On the Learning Dynamics of RLVR at the Edge of Competence
Yu Huang, Zixin Wen, Yuejie Chi, Yuting Wei, Aarti Singh, Yingbin Liang, Yuxin Chen
TL;DR
The paper investigates RLVR on long-horizon, multi-step compositional reasoning with transformers, revealing two distinct learning regimes governed by the difficulty spectrum: grokking plateaus when the horizon sequence includes abrupt jumps and a relay dynamics where gradient signals smoothly propagate from easy to hard tasks. It formalizes a minimal transformer setup with fixed one-step atomic skills and outcome-based rewards, develops a Fourier-analytic framework on finite groups to analyze trajectory-conditioned gradients, and provides convergence guarantees for short-horizon RL as well as mixed-difficulty curricula.

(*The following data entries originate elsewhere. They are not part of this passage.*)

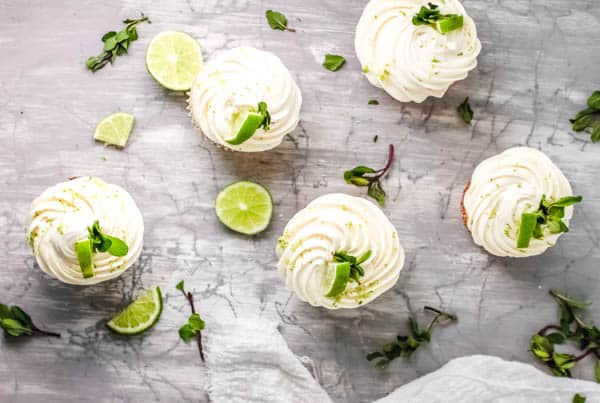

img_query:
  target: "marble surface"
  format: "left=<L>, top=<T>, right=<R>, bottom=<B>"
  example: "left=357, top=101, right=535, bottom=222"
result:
left=1, top=0, right=600, bottom=402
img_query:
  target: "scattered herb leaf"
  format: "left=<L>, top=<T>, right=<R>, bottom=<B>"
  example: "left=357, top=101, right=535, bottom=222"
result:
left=457, top=97, right=474, bottom=124
left=265, top=10, right=295, bottom=32
left=86, top=14, right=151, bottom=72
left=368, top=99, right=379, bottom=105
left=257, top=101, right=271, bottom=131
left=573, top=394, right=586, bottom=403
left=343, top=144, right=394, bottom=206
left=176, top=281, right=205, bottom=362
left=570, top=91, right=600, bottom=143
left=412, top=3, right=464, bottom=34
left=373, top=135, right=378, bottom=143
left=517, top=195, right=582, bottom=248
left=323, top=54, right=346, bottom=72
left=530, top=290, right=600, bottom=381
left=0, top=304, right=60, bottom=338
left=367, top=306, right=457, bottom=369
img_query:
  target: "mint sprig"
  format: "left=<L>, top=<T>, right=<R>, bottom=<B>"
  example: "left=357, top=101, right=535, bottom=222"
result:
left=570, top=91, right=600, bottom=143
left=367, top=306, right=457, bottom=369
left=76, top=220, right=129, bottom=278
left=412, top=3, right=464, bottom=34
left=0, top=304, right=60, bottom=338
left=176, top=281, right=205, bottom=362
left=333, top=250, right=371, bottom=284
left=517, top=195, right=582, bottom=248
left=86, top=14, right=151, bottom=72
left=530, top=290, right=600, bottom=381
left=343, top=144, right=394, bottom=206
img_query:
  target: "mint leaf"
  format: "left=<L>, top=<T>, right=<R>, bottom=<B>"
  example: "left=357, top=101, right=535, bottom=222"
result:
left=178, top=324, right=196, bottom=342
left=457, top=97, right=473, bottom=124
left=257, top=102, right=271, bottom=131
left=0, top=304, right=10, bottom=320
left=343, top=145, right=394, bottom=206
left=1, top=318, right=32, bottom=337
left=10, top=306, right=32, bottom=328
left=573, top=394, right=587, bottom=403
left=176, top=281, right=185, bottom=292
left=368, top=181, right=386, bottom=206
left=188, top=313, right=205, bottom=331
left=368, top=99, right=379, bottom=105
left=265, top=10, right=295, bottom=32
left=104, top=235, right=129, bottom=257
left=323, top=54, right=346, bottom=72
left=413, top=3, right=463, bottom=34
left=588, top=91, right=600, bottom=109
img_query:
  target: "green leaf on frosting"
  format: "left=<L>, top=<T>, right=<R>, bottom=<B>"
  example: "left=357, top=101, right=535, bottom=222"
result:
left=412, top=3, right=464, bottom=34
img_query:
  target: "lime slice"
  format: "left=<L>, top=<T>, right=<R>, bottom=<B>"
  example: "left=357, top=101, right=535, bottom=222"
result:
left=75, top=239, right=94, bottom=278
left=93, top=112, right=135, bottom=147
left=225, top=112, right=264, bottom=145
left=107, top=287, right=163, bottom=335
left=436, top=15, right=464, bottom=34
left=215, top=181, right=273, bottom=235
left=324, top=262, right=351, bottom=298
left=517, top=212, right=538, bottom=248
left=146, top=31, right=203, bottom=91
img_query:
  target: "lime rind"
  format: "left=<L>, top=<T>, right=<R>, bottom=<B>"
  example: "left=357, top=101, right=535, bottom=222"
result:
left=324, top=262, right=351, bottom=298
left=75, top=239, right=94, bottom=278
left=146, top=31, right=203, bottom=91
left=215, top=181, right=273, bottom=235
left=225, top=112, right=264, bottom=145
left=93, top=112, right=135, bottom=147
left=107, top=286, right=163, bottom=335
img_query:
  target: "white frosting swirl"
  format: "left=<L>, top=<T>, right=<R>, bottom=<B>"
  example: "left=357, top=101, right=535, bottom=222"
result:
left=463, top=147, right=574, bottom=258
left=26, top=177, right=144, bottom=285
left=276, top=194, right=404, bottom=309
left=355, top=0, right=481, bottom=103
left=188, top=46, right=302, bottom=152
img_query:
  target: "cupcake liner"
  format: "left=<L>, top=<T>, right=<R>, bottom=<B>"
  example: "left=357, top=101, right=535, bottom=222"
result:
left=461, top=180, right=471, bottom=231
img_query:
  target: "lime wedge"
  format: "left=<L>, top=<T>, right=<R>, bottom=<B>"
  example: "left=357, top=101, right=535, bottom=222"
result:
left=107, top=286, right=163, bottom=335
left=215, top=181, right=272, bottom=235
left=324, top=262, right=351, bottom=298
left=75, top=239, right=94, bottom=278
left=93, top=112, right=135, bottom=147
left=146, top=31, right=203, bottom=91
left=436, top=15, right=464, bottom=34
left=517, top=212, right=538, bottom=248
left=225, top=112, right=264, bottom=145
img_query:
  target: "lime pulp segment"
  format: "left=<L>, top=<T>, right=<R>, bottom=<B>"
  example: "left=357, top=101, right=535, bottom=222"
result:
left=215, top=181, right=273, bottom=235
left=106, top=286, right=163, bottom=335
left=93, top=112, right=135, bottom=147
left=146, top=31, right=203, bottom=91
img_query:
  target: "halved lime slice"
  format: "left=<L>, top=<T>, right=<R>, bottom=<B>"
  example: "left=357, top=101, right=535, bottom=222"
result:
left=75, top=239, right=94, bottom=278
left=225, top=112, right=264, bottom=145
left=436, top=15, right=464, bottom=34
left=93, top=112, right=135, bottom=147
left=215, top=181, right=272, bottom=235
left=324, top=262, right=351, bottom=298
left=146, top=31, right=203, bottom=91
left=107, top=286, right=163, bottom=335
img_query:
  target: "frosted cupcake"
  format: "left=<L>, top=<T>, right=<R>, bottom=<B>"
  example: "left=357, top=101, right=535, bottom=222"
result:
left=276, top=194, right=405, bottom=309
left=188, top=46, right=302, bottom=152
left=26, top=177, right=144, bottom=285
left=462, top=147, right=582, bottom=258
left=355, top=0, right=481, bottom=103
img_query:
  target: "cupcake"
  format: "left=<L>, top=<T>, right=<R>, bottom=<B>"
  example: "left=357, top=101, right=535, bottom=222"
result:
left=26, top=177, right=144, bottom=285
left=355, top=0, right=481, bottom=103
left=462, top=147, right=581, bottom=257
left=188, top=46, right=302, bottom=152
left=276, top=193, right=405, bottom=309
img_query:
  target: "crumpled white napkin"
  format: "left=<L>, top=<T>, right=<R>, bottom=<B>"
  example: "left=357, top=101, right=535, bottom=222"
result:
left=375, top=355, right=600, bottom=403
left=205, top=317, right=600, bottom=403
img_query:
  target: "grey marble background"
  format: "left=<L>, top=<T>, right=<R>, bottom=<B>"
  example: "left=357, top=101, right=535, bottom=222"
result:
left=1, top=0, right=599, bottom=402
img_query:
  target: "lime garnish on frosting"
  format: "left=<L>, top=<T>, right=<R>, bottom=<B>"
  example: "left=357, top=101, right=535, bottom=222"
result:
left=225, top=102, right=271, bottom=145
left=94, top=112, right=135, bottom=147
left=107, top=286, right=163, bottom=335
left=324, top=262, right=351, bottom=298
left=215, top=181, right=273, bottom=235
left=412, top=3, right=464, bottom=34
left=75, top=239, right=94, bottom=278
left=517, top=213, right=538, bottom=249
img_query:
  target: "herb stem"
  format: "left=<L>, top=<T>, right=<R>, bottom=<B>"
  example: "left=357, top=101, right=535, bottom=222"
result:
left=573, top=348, right=597, bottom=362
left=371, top=144, right=394, bottom=179
left=32, top=326, right=61, bottom=338
left=179, top=288, right=205, bottom=362
left=537, top=324, right=562, bottom=336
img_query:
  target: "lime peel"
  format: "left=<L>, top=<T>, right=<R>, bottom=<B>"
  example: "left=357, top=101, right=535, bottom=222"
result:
left=106, top=286, right=163, bottom=335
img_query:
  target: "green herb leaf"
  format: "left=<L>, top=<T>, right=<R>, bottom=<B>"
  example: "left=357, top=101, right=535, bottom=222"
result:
left=265, top=10, right=294, bottom=32
left=413, top=3, right=464, bottom=34
left=368, top=181, right=386, bottom=206
left=573, top=393, right=587, bottom=403
left=178, top=324, right=196, bottom=342
left=188, top=313, right=205, bottom=332
left=587, top=91, right=600, bottom=109
left=368, top=99, right=379, bottom=105
left=323, top=54, right=346, bottom=72
left=1, top=318, right=32, bottom=337
left=596, top=361, right=600, bottom=383
left=572, top=115, right=593, bottom=132
left=86, top=14, right=150, bottom=72
left=333, top=250, right=371, bottom=286
left=551, top=290, right=590, bottom=310
left=0, top=305, right=59, bottom=338
left=257, top=102, right=271, bottom=131
left=10, top=306, right=32, bottom=328
left=176, top=280, right=185, bottom=292
left=546, top=332, right=565, bottom=345
left=457, top=97, right=473, bottom=124
left=104, top=235, right=129, bottom=257
left=552, top=196, right=583, bottom=207
left=0, top=304, right=10, bottom=320
left=592, top=125, right=600, bottom=143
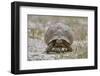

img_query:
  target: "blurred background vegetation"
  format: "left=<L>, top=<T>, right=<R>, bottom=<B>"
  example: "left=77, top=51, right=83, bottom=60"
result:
left=27, top=15, right=88, bottom=61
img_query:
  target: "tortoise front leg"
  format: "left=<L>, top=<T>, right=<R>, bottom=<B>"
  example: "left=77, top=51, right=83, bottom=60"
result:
left=46, top=42, right=55, bottom=54
left=63, top=41, right=72, bottom=52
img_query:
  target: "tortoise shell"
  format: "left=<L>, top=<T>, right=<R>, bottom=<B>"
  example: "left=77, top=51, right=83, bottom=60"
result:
left=45, top=23, right=73, bottom=46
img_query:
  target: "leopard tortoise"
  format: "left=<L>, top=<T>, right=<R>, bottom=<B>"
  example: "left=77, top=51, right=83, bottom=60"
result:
left=44, top=23, right=73, bottom=53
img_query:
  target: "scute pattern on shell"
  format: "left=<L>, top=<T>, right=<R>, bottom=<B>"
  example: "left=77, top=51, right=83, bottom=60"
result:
left=45, top=23, right=73, bottom=45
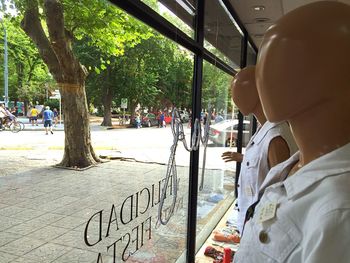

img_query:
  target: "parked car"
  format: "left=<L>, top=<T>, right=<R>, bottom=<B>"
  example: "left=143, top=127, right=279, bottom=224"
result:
left=209, top=119, right=250, bottom=147
left=141, top=113, right=159, bottom=127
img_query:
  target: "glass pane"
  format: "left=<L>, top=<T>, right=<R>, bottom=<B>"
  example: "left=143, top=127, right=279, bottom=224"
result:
left=140, top=0, right=195, bottom=39
left=247, top=43, right=257, bottom=66
left=195, top=61, right=236, bottom=254
left=195, top=63, right=254, bottom=261
left=204, top=1, right=242, bottom=70
left=0, top=3, right=194, bottom=262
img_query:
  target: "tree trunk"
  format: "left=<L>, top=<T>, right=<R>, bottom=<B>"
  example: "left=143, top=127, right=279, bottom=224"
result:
left=21, top=0, right=100, bottom=168
left=59, top=82, right=99, bottom=168
left=101, top=94, right=113, bottom=126
left=130, top=101, right=137, bottom=122
left=24, top=100, right=28, bottom=116
left=101, top=67, right=113, bottom=126
left=16, top=62, right=24, bottom=100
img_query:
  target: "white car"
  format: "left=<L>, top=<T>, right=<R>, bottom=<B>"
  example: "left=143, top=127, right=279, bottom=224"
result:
left=209, top=119, right=250, bottom=147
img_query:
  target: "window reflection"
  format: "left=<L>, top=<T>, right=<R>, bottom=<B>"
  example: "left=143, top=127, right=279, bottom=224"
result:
left=204, top=1, right=242, bottom=69
left=141, top=0, right=195, bottom=38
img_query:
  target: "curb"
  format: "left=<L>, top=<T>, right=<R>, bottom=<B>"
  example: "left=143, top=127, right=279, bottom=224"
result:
left=0, top=147, right=34, bottom=150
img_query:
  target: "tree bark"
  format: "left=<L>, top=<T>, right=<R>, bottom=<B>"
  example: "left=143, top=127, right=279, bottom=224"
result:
left=101, top=68, right=113, bottom=126
left=101, top=93, right=113, bottom=126
left=15, top=61, right=24, bottom=102
left=59, top=82, right=99, bottom=167
left=21, top=0, right=100, bottom=168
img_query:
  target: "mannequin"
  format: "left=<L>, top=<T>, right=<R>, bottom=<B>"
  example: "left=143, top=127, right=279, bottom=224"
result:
left=235, top=2, right=350, bottom=262
left=221, top=66, right=296, bottom=235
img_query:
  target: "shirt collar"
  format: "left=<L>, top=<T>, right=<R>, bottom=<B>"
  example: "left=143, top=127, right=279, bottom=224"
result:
left=259, top=152, right=299, bottom=191
left=283, top=142, right=350, bottom=199
left=251, top=121, right=280, bottom=145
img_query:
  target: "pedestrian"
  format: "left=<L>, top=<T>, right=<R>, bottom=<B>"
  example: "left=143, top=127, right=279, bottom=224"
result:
left=160, top=111, right=165, bottom=128
left=29, top=106, right=39, bottom=126
left=53, top=108, right=59, bottom=127
left=203, top=111, right=208, bottom=125
left=135, top=112, right=141, bottom=129
left=42, top=106, right=54, bottom=135
left=187, top=110, right=192, bottom=128
left=157, top=110, right=161, bottom=128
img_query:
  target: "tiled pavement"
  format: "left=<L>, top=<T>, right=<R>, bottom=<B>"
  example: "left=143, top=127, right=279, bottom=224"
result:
left=0, top=159, right=234, bottom=263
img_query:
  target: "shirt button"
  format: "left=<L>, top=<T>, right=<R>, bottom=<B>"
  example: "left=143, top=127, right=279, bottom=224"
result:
left=237, top=184, right=240, bottom=187
left=259, top=231, right=269, bottom=244
left=247, top=161, right=250, bottom=166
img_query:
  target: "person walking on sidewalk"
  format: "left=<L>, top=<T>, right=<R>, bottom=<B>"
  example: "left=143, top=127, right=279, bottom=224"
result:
left=43, top=106, right=54, bottom=135
left=53, top=108, right=59, bottom=127
left=29, top=106, right=39, bottom=126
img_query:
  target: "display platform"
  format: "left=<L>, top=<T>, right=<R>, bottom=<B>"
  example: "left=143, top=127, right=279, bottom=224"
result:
left=195, top=201, right=239, bottom=262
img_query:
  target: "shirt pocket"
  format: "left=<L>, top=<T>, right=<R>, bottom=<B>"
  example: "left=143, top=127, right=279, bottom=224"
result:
left=252, top=216, right=301, bottom=263
left=244, top=157, right=259, bottom=197
left=245, top=156, right=259, bottom=170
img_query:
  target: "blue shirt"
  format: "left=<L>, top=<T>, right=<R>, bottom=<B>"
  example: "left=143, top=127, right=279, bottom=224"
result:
left=43, top=110, right=53, bottom=121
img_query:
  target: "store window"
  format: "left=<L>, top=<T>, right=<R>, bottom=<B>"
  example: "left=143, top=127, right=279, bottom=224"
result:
left=194, top=61, right=236, bottom=254
left=0, top=2, right=195, bottom=262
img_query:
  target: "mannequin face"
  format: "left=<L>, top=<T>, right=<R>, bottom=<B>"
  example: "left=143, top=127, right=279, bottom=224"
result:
left=256, top=2, right=350, bottom=122
left=231, top=66, right=259, bottom=116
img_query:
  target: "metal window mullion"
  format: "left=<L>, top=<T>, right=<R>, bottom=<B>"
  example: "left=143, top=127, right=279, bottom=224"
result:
left=235, top=35, right=247, bottom=198
left=186, top=0, right=205, bottom=262
left=203, top=50, right=236, bottom=75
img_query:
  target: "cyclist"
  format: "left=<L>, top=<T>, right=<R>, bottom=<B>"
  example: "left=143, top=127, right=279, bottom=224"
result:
left=0, top=103, right=8, bottom=130
left=4, top=107, right=15, bottom=121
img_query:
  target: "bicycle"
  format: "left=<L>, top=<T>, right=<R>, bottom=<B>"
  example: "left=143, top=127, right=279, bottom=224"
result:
left=1, top=117, right=24, bottom=133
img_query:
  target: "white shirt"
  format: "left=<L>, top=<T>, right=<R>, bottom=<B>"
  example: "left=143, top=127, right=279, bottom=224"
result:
left=0, top=107, right=6, bottom=118
left=236, top=121, right=297, bottom=233
left=235, top=142, right=350, bottom=263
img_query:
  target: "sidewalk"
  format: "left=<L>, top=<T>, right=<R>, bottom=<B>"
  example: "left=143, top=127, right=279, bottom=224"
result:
left=0, top=150, right=235, bottom=262
left=0, top=117, right=236, bottom=261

The authors validate the theory with synthetic experiments showing the predicted grokking and relay behaviors and highlight data-mixture design as a scalable lever to extend performance toward the edge of competence. Together, the results offer mechanistic insight into RLVR’s effectiveness and suggest practical data-design strategies to achieve scalable gains in long-horizon reasoning.
Abstract
Reinforcement learning with verifiable rewards (RLVR) has been a main driver of recent breakthroughs in large reasoning models. Yet it remains a mystery how rewards based solely on final outcomes can help overcome the long-horizon barrier to extended reasoning. To understand this, we develop a theory of the training dynamics of RL for transformers on compositional reasoning tasks. Our theory characterizes how the effectiveness of RLVR is governed by the smoothness of the difficulty spectrum. When data contains abrupt discontinuities in difficulty, learning undergoes grokking-type phase transitions, producing prolonged plateaus before progress recurs. In contrast, a smooth difficulty spectrum leads to a relay effect: persistent gradient signals on easier problems elevate the model's capabilities to the point where harder ones become tractable, resulting in steady and continuous improvement. Our theory explains how RLVR can improve performance at the edge of competence, and suggests that appropriately designed data mixtures can yield scalable gains. As a technical contribution, our analysis develops and adapts tools from Fourier analysis on finite groups to our setting. We validate the predicted mechanisms empirically via synthetic experiments.